Aminosäure bildet sich einfacher als gedacht

Rainer Kayser

Raumsonde vor einem kleinen Himmelskörper

ESA/ATG medialab

Glycin, die einfachste Aminosäure, ließ sich bereits mehrfach im Weltall nachweisen – in Kometenstaub, in ausgedehnten Gaswolken im interstellaren Raum oder in Meteoriten.
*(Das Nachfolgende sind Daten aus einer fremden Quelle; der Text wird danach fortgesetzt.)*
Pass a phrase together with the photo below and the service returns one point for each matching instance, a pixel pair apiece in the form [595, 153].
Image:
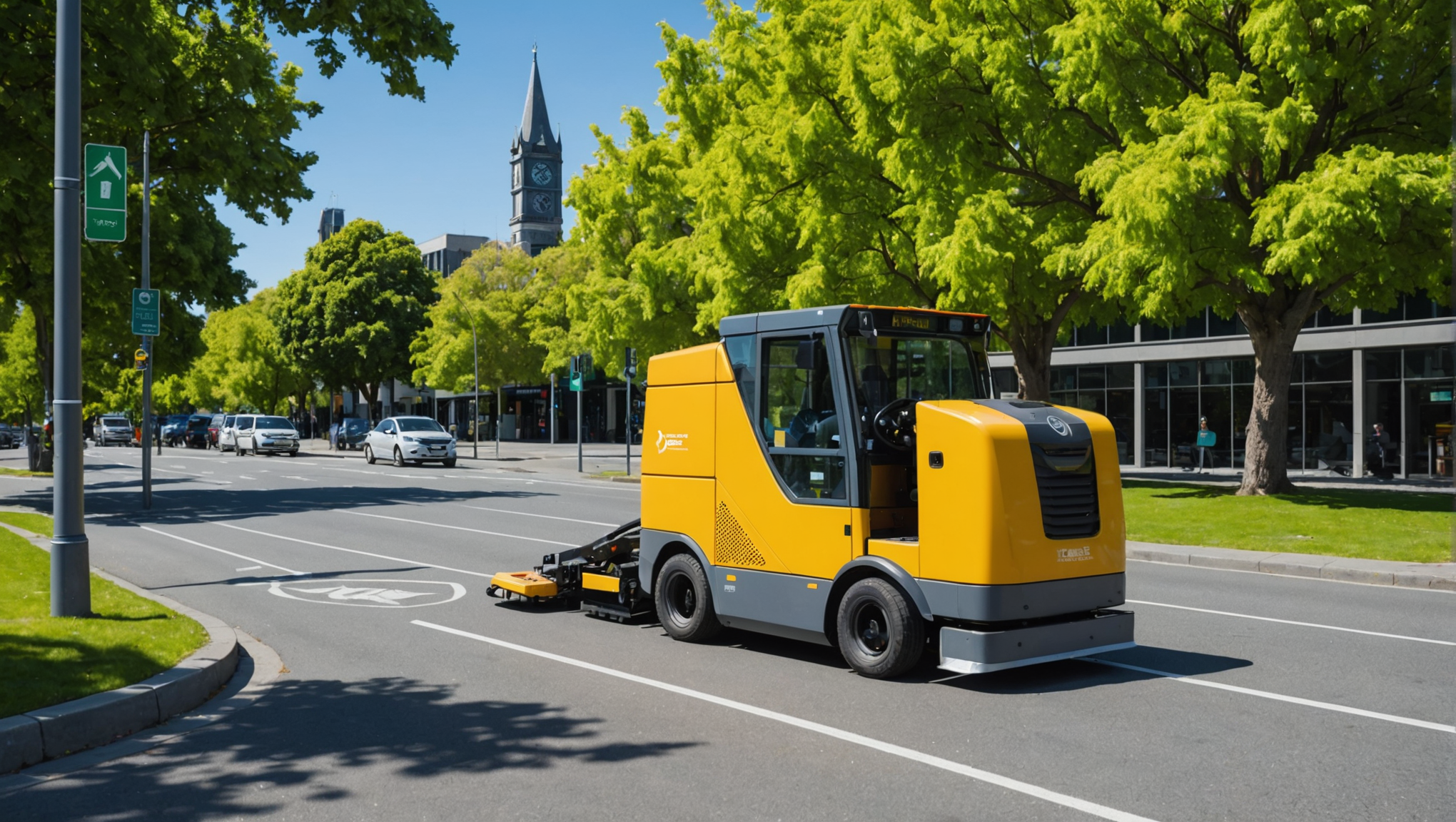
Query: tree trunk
[1265, 449]
[1031, 350]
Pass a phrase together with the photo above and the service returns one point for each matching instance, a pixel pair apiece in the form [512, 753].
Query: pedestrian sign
[105, 172]
[146, 312]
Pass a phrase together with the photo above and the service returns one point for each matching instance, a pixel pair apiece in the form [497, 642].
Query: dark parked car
[351, 434]
[196, 435]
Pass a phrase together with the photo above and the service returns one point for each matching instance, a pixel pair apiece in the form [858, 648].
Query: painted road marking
[353, 550]
[543, 515]
[333, 592]
[455, 527]
[1290, 621]
[1279, 697]
[222, 552]
[827, 731]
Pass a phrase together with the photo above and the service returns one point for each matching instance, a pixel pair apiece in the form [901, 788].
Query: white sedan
[410, 440]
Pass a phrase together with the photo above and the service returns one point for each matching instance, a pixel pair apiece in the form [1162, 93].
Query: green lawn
[1366, 524]
[50, 659]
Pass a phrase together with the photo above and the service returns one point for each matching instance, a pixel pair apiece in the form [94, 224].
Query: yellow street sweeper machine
[842, 476]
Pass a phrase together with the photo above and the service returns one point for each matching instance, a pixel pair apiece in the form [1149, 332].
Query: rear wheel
[684, 603]
[880, 633]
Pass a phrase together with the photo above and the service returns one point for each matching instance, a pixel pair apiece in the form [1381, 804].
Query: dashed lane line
[1278, 697]
[223, 552]
[1101, 811]
[353, 550]
[1292, 621]
[455, 527]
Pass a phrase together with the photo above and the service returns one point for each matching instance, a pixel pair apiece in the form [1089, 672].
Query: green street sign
[105, 172]
[146, 312]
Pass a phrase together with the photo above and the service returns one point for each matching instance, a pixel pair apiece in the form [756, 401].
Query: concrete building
[330, 221]
[535, 173]
[1350, 372]
[446, 252]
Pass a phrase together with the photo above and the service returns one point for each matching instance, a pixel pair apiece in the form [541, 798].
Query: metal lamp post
[475, 409]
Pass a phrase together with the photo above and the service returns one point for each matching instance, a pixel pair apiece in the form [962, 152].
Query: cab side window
[798, 418]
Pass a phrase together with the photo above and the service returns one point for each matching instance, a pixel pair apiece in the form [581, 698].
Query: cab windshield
[889, 368]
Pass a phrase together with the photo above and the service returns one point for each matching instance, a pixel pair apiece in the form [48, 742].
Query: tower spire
[535, 123]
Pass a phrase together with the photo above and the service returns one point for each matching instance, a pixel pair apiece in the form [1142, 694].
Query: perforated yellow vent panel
[732, 543]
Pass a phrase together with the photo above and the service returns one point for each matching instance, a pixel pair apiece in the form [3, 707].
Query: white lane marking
[1290, 621]
[827, 731]
[222, 552]
[353, 550]
[1264, 574]
[543, 515]
[1278, 697]
[455, 527]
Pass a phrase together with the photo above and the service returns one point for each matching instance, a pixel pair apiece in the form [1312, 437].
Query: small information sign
[146, 312]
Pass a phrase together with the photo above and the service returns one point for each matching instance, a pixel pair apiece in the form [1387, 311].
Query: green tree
[21, 387]
[350, 316]
[1296, 161]
[206, 81]
[245, 362]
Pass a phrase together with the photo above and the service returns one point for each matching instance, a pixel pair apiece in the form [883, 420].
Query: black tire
[880, 633]
[684, 602]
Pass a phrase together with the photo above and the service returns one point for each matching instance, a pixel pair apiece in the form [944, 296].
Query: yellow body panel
[526, 584]
[980, 515]
[906, 553]
[698, 364]
[600, 582]
[677, 438]
[682, 505]
[794, 537]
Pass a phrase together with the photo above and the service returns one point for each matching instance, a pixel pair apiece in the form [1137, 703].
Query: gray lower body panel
[981, 652]
[1026, 602]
Da diese Aminosäure auch in allen Lebewesen vorkommt, waren diese Funde besonders spannend. In Laborexperimenten stellten Wissenschaftler nun die Bedingungen in kühlen Gaswolken nach, aus denen sich Sterne bilden. Dabei fanden sie heraus, dass Glycin offenbar deutlich einfacher entsteht als erwartet: Das organische Molekül aus Kohlenstoff, Wasserstoff, Sauerstoff und Stickstoff formte sich sogar ohne Energiezufuhr von außen. Angelagert an kleine Eiskörner könnte Glycin dann als Ausgangsstoff für weitere chemische Reaktionen dienen, so das Team im Fachblatt „Nature Astronomy“.

Bisher gingen Forscher davon aus, dass die Bildung von Glycin im interstellaren Raum durch ultraviolette Strahlung oder energiereiche Teilchen angeregt wird. Das Problem: Beides wirkt auf organische Stoffe zugleich zerstörerisch. Sergio Ioppolo von der Queen Mary University in London und seinen Kollegen gelang es jetzt, dieses Dilemma mit Laborexperimenten zu lösen. Dazu bildeten sie die Bedingungen nach, die in der Umgebung eines entstehenden Planetensystems herrschen. Typischerweise finden sich dort Moleküle wie Kohlendioxid, Ammoniak, Methan und natürlich Wasser. Ein ähnliches Gasgemisch sperrten die Wissenschaftler nun in ihren Versuchen in einem ultrahohen Vakuum ein und kühlten es auf Temperaturen von bis zu minus 265 Grad Celsius ab. Überraschend bildete sich in dem so präparierten Gas ohne jedes Zutun nicht nur Methylamin, eine Vorstufe von Glycin, sondern auch die Aminosäure selbst.

Dieses Ergebnis zeige, dass Glycin bereits sehr viel früher entstehe als bislang angenommen, so das Team um Ioppolo. Durch weitere chemische Reaktionen können aus der einfachsten Aminosäure schließlich komplexere organische Moleküle hervorgehen. Solche Verbindungen aus dem Weltall haben womöglich auch auf der Erde eine wichtige Rolle für die Entstehung von Leben gespielt. Um diese Prozesse besser zu verstehen, sei es entscheidend, die Bildung und Verteilung komplexer organischer Moleküle im Weltall zu enträtseln.